The following is a public service announcement to mainstream journalists who are frantically trying to cover all of the different political angles of the current Syrian refugee debates: Please remember that the word "Syrian" does not equal "Muslim."

This is, of course, a variation on another equation that causes trouble for some journalists who are not used to covering religion: "Arab" does not equal "Muslim."

Thus, if and when you seek the viewpoints of Arab refugees who are already settled in America, including those who came here during previous waves of bloodshed in Syria and elsewhere in the Middle East, please strive to interview a few Syrian Christians and members of other religious minorities.

This is especially important when covering tensions in the declining industrial cities of the Midwest and Northeast, where Arabs of all kinds have been settling for generations.
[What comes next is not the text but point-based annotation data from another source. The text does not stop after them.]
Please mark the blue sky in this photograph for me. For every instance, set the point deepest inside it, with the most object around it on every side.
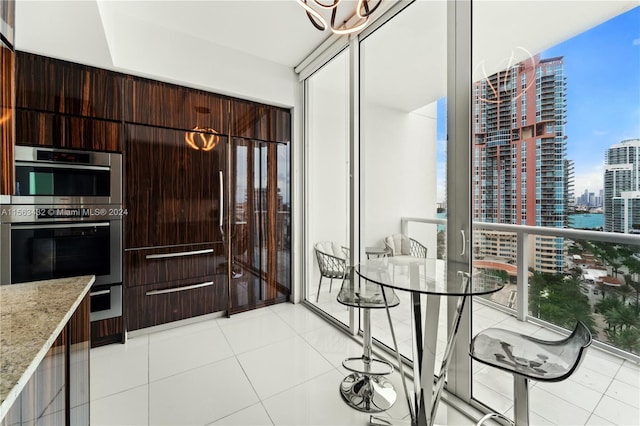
(602, 66)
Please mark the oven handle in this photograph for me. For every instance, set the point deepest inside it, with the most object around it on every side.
(176, 289)
(61, 225)
(61, 166)
(178, 254)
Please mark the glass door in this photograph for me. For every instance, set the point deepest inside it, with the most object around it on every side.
(259, 224)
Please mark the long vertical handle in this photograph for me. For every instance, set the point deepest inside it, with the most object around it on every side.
(221, 197)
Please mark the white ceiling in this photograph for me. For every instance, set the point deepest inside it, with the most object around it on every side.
(405, 60)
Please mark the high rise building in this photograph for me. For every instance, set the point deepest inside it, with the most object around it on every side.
(622, 187)
(521, 173)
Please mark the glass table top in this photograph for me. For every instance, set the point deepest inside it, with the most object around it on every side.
(427, 276)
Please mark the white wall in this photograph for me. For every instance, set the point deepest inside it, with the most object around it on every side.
(94, 34)
(398, 174)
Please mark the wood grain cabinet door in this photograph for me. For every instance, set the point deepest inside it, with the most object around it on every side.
(47, 84)
(173, 186)
(37, 128)
(166, 105)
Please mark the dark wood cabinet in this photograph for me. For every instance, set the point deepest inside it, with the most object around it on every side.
(52, 85)
(262, 122)
(58, 391)
(7, 120)
(7, 21)
(106, 331)
(173, 190)
(164, 264)
(160, 303)
(54, 130)
(166, 105)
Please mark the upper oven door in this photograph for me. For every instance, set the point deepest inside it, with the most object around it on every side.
(53, 176)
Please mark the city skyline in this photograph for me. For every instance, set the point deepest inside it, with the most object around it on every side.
(602, 66)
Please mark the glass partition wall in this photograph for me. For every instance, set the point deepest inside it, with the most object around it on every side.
(327, 185)
(508, 134)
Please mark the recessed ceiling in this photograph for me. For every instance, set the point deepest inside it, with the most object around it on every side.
(249, 48)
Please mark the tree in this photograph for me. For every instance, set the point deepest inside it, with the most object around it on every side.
(558, 299)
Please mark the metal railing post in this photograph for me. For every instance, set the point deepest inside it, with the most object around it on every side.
(522, 259)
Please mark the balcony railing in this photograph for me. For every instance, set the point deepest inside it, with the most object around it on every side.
(519, 305)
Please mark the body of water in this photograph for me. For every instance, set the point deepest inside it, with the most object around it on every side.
(577, 221)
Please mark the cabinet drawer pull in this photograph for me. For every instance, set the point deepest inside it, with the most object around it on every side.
(178, 254)
(176, 289)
You will often find that many of these tensions are, literally, ancient.

This is a rather personal issue for me, since my family was part of an Orthodox parish for four years in South Florida (including 9/11) in which most of the families had Syrian and Lebanese roots. It also helps to remember that many people who come to America from Lebanon were driven into Lebanon by persecution in Syria, much earlier in the 20th Century.
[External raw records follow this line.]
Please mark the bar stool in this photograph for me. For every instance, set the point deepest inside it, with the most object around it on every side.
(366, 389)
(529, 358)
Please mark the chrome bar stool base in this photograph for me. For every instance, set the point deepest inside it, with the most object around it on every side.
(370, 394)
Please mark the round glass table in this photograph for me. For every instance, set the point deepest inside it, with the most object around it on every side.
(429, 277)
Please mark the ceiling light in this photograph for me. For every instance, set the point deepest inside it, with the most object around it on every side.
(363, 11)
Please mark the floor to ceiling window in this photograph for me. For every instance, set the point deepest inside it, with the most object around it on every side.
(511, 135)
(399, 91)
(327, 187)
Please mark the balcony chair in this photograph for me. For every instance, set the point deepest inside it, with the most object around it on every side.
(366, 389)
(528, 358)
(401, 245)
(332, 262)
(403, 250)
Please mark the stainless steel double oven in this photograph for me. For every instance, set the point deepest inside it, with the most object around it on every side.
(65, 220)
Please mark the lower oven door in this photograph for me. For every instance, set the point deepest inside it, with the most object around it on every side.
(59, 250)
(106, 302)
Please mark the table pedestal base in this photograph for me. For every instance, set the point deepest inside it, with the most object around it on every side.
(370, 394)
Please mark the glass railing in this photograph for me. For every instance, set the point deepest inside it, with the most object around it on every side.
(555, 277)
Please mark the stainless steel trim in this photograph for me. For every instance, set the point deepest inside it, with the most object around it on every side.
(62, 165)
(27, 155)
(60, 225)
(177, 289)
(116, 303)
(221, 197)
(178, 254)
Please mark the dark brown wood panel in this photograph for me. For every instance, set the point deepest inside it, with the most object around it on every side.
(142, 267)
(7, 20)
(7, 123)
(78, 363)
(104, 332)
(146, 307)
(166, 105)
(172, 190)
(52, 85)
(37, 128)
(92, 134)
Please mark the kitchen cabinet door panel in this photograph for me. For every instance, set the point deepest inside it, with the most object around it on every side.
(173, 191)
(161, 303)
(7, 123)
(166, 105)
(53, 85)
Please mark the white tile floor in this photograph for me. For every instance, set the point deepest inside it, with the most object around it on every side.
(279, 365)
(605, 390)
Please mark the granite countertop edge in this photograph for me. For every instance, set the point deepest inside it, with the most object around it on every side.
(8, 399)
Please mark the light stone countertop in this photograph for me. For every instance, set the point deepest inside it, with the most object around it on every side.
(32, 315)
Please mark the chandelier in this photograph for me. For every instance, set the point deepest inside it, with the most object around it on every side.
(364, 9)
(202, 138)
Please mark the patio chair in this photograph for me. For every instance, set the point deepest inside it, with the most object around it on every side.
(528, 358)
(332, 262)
To see these factors at work, check out this recent Associated Press "Big Story" feature that took the time to talk to a variety of voices on both sides of some of these divides.
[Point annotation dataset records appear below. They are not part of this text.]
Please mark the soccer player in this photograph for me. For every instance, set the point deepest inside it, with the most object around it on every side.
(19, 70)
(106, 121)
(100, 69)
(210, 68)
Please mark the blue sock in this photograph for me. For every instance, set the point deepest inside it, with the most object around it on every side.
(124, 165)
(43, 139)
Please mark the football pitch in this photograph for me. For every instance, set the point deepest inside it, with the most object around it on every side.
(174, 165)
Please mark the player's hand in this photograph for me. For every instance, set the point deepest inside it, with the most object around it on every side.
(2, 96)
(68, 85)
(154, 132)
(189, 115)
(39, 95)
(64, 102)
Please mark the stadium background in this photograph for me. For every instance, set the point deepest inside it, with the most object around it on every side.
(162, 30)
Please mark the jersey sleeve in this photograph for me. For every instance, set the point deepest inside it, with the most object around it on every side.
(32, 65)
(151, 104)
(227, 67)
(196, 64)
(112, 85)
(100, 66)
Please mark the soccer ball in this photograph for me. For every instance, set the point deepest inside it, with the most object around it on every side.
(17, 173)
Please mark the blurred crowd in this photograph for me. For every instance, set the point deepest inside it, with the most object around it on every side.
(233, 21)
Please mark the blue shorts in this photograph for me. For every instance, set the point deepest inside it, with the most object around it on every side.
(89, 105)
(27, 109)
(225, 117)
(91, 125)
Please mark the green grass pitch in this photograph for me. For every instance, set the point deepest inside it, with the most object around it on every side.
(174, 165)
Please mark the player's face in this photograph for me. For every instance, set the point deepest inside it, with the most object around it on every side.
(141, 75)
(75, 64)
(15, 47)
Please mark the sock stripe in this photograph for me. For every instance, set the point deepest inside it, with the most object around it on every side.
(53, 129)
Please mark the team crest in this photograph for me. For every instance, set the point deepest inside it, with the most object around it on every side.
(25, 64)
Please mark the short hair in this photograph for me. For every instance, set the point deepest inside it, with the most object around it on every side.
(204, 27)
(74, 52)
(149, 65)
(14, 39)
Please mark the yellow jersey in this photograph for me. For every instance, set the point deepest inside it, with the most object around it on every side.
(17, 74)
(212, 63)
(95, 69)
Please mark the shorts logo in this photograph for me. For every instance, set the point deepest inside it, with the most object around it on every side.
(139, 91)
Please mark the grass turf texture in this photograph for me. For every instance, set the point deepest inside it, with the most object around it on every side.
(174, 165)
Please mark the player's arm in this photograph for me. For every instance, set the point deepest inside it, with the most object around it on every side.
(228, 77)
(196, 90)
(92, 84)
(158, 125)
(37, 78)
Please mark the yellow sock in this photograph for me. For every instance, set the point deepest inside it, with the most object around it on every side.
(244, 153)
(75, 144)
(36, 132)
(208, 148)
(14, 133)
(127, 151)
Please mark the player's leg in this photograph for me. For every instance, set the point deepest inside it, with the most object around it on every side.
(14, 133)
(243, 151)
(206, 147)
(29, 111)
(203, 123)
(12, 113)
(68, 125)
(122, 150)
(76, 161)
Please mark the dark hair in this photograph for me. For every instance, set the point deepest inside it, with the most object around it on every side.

ALLENTOWN, Pa. (AP) -- A few days ago, a pastor asked Syrian-born restaurant owner Marie Jarrah to donate food to a welcoming event for recently arrived Syrian refugees. Jarrah, who said she regularly helps people in need, declined.
Like many of Allentown's establishment Syrians, she doesn't think it's a good idea to bring refugees to the city. She clung to that view even before last week's terrorist attacks in Paris. "Problems are going to happen," said Jarrah, co-owner of Damascus Restaurant in a heavily Syrian enclave.

This brings me to another crucial point. When interviewing members of religious minorities linked to Syria, try to grasp that there is a difference between "supporting" the leader of the current government and reluctantly supporting that government, in part because of its long history of protecting religious minorities from jihadist elements. There are Syrians who fiercely defend President Bashar al-Assad and then there are those who totally understand that he is a monster, but a monster that is not committed to killing them. Click here ("The evil the church already knows in Syria") for some background.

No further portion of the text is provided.